# Raid5, XFS e reset brutale

## Kernel78

Ciao a tutti,

ho un sistema con 3 partizioni in raid5 sw: /boot (quasi sempre smontata a parte quando installo un nuovo kernel) /home e /

le ultime due sono formattate da anni con xfs e non ho mai avuto un problema, grazie anche all'ups  :Smile: 

Oggi mia figlia è arrivata a premere il pulsante di reset ... al boot il raid della partizione / ha iniziato a ricostruirsi quando mia figlia è riuscita ad oltrepassarmi e a premere di nuovo il magico pulsantino ... risultato al riavvio il kernel andava in panico e io anche  :Sad: 

Per farla breve ho lanciato un live cd, rimesso insieme i raid e provato a montarli, i dati erano salvi ma / aveva il superblocco a donnine dai facili costumi.

faccio una copia del raid (sarò paranoico ma in casi come questi tenere sufficiente spazio libero per una copia di emergenza si rivela vincente) e lancio xfs_check che mi informa della necessità di lanciare xfs_repair -L 

 *man xfs_repair wrote:*   

> -L     Force Log Zeroing.  Forces xfs_repair to zero the log even if it is dirty  (contains  metadata  changes).   When
> 
>               using  this  option the filesystem will likely appear to be corrupt, and can cause the loss of user files and/or
> 
>               data.

 

Adesso è ripartito tutto ma mi sento come un neurochirurgo che sa che il paziente ha subito danni cerebrali ma deve ancora stabilirne l'entità ...

Teoricamente gli eseguibili non dovrebbero aver problemi visto che non stavo ricompilando nulla ma non so come fare a scoprire quali file possano aver subito dei danni.

Avete consigli da darmi ?

----------

## Apetrini

hai la /boot in raid5? sul serio?

Il primo consiglio che mi sento di dare è di staccare il cavo del pulsante reset(2 fili marci che di solito sono attaccati alla scheda madre a incastro).
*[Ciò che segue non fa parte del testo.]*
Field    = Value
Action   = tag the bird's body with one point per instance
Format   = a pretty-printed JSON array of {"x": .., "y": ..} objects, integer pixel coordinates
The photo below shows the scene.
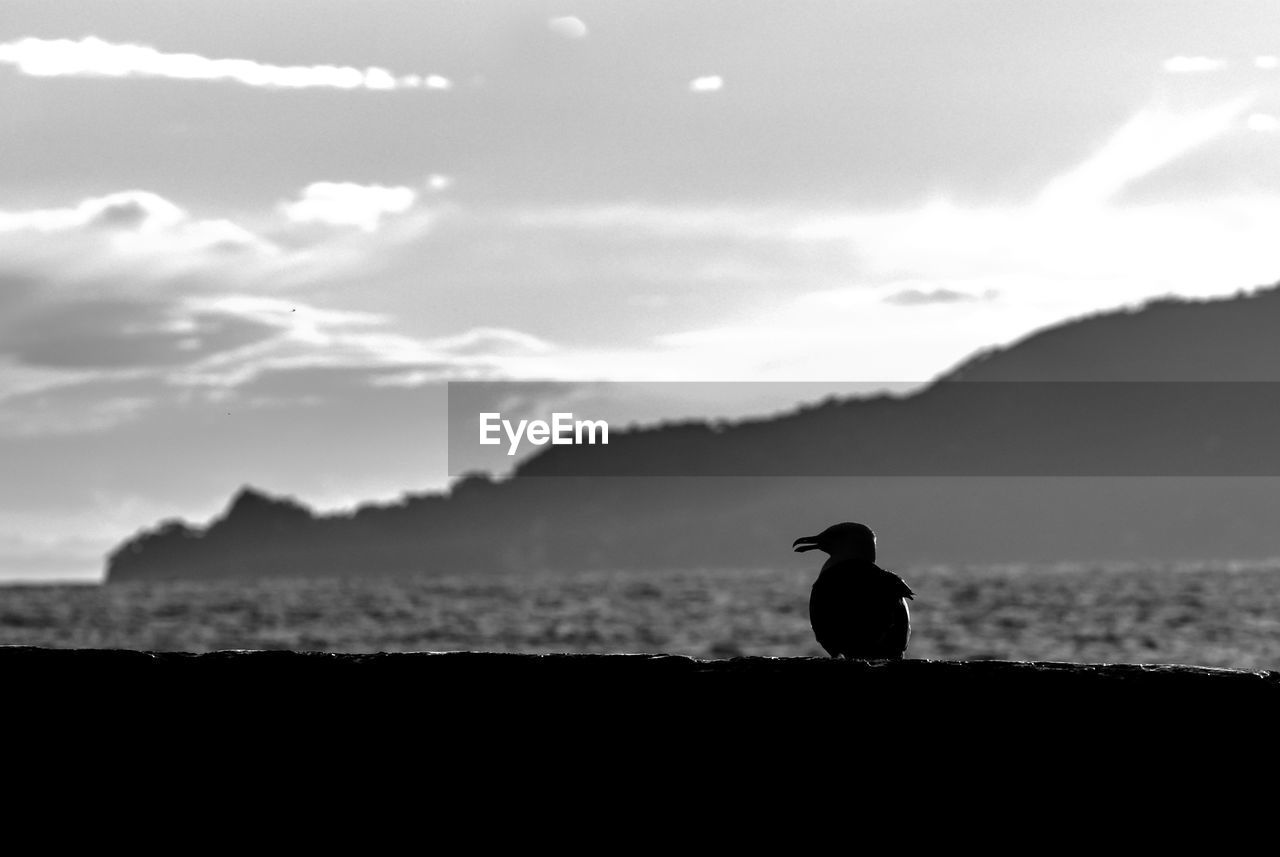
[{"x": 856, "y": 608}]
Se un giorno vorrai, puoi riataccarlo, ma intanto è piu sicuro cosi.

Per quanto riguarda il tuo sistema è difficile fare una diagnosi con precisione. Tieni conto che XFS puo essere configurato in vari modi...

Provo comunque ad azzardare un probabile scenario:

Il filesystem XFS ha la capacità di tenere molti "cambiamenti" del filesystem in ram (ci sono momenti in cui la differenza tra quello che mostra il filesystem e quello che è scritto realmente sul disco sia anche maggiore di 100mb), questo permette un guadagno prestazionale poiché alcuni file temporanei non arrivano neanche a essere scritti sul disco perché vengono cancellati prima.

Ora, se è come dici tu, ossia che il sistema non stava facendo nulla da tempo, probabilmente la tua / gode di ottima salute. Tieni conto che XFS non fa journal dei dati, ma solo dei metadati. Il log dei cambiamenti dei metadati, se sei fortunato, riguardano solo file temporanei e non dovrebbero aver intaccato(anche nella ipotesi che questi file temporanei non siano piu accessibili) il resto del sistema. 

L'ultimo consiglio che mi sento di darti è di tenere il tuo kernel aggiornato, specialmente se usi XFS.

----------

## Kernel78

grazie per la risposta velocissima  :Wink: 

 *Apetrini wrote:*   

> hai la /boot in raid5? sul serio?
> 
> 

 

si è la partizione di swap è in raid 1 (così se si fuma un disco continua ad andare tutto comunque)

 *Quote:*   

> 
> 
> Il primo consiglio che mi sento di dare è di staccare il cavo del pulsante reset(2 fili marci che di solito sono attaccati alla scheda madre a incastro). Se un giorno vorrai, puoi riataccarlo, ma intanto è piu sicuro cosi.
> 
> 

 

ho staccato il reset, il power e i led del power e del disco (ormai avevo aperto il case ...) ho lasciato attaccato solo lo speaker che tanto è disabilitato nel kernel

 *Quote:*   

> 
> 
> Per quanto riguarda il tuo sistema è difficile fare una diagnosi con precisione. Tieni conto che XFS puo essere configurato in vari modi...
> 
> Provo comunque ad azzardare un probabile scenario:
> ...

 

L'aggiornamento del kernel e la pulizia interna (la polvere nelle ventole mi rende nevrotico) sono le uniche cause di downtime del mio sistema.

Grazie mille.

----------

## Ic3M4n

per controllare gli eseguibili puoi utilizzare qcheck -a e poi filtrare i pacchetti in base a differenze di checksum o simili. di solito sputa fuori molti falsi positivi, però è un buon punto di partenza.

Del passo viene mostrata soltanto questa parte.